Con i diciotto punti di Verona, base del programma della RSI, si andava speditamente e senza mezze misure, verso l’abolizione del sistema capitalistico interno, e si intraprendeva, al tempo stesso, la lotta contro le plutocrazie mondiali. 
Un programma chiaro e sicuramente all’avanguardia. 
Teso a superare i guasti e le contraddizioni del sistema collettivistico e di quello capitalistico.
Di estrema attualità nel lontano 1943, quando incombeva il pericolo marxista. 

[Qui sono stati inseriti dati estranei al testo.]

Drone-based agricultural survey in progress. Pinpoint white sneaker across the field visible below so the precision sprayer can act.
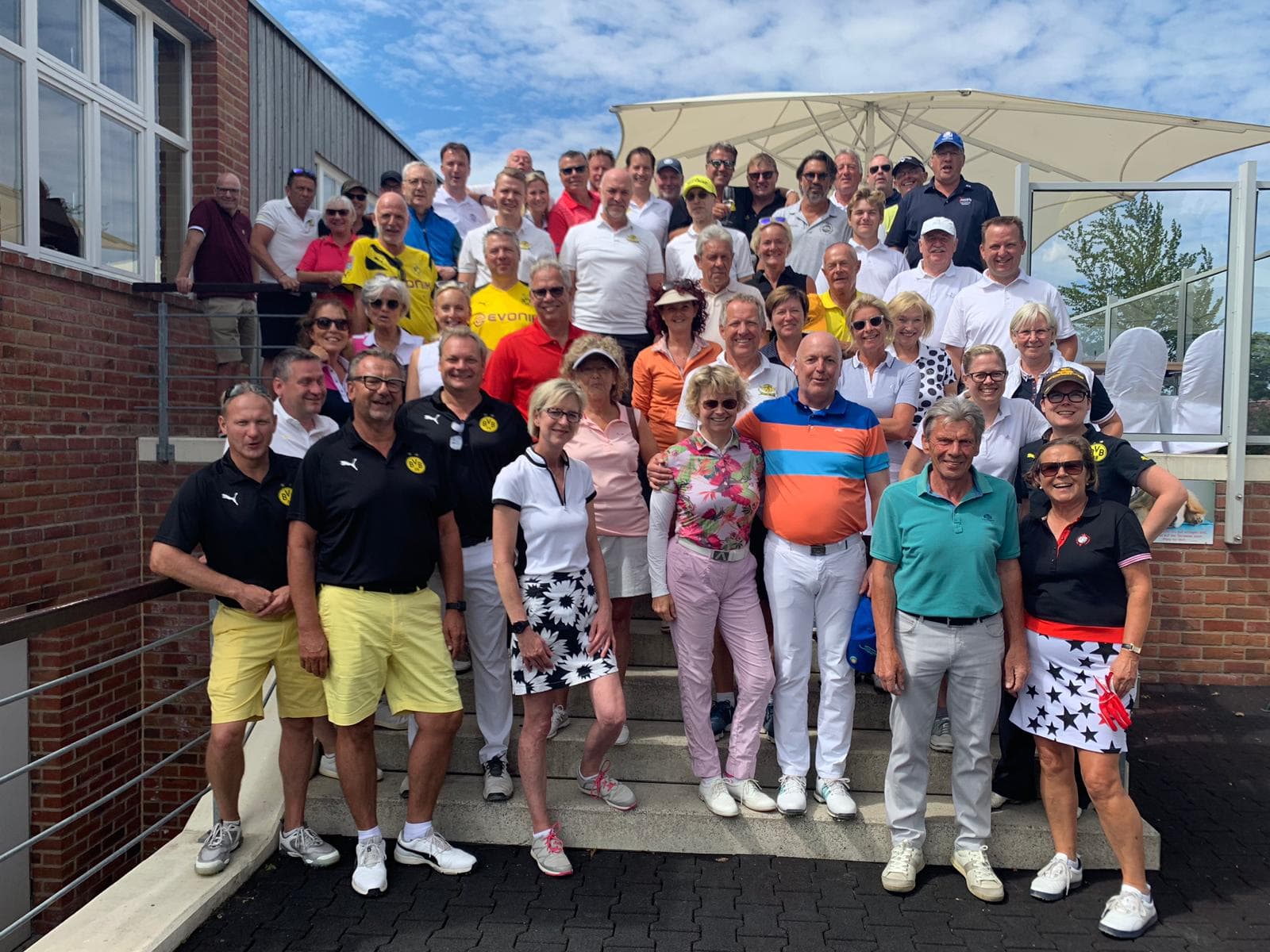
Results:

Di estrema attualità ai giorni nostri quando, caduto vergognosamente il socialismo reale, il capitalismo selvaggio e distruttore sembra avere il sopravvento.
Ecco perché, a cinquanta anni di distanza, quanto affermato nei diciotto punti del Manifesto di Verona rimane imprescindibile punto di riferimento per tutti coloro che non intendono soccombere alla definitiva consacrazione di una società basata sullo sfruttamento, sull’ingiustizia, sull’egoismo, sul materialismo; né, tantomeno, intendono soccombere al rullo compressore di quel mondialismo che ha il suo cardine nel supercapitalismo americano.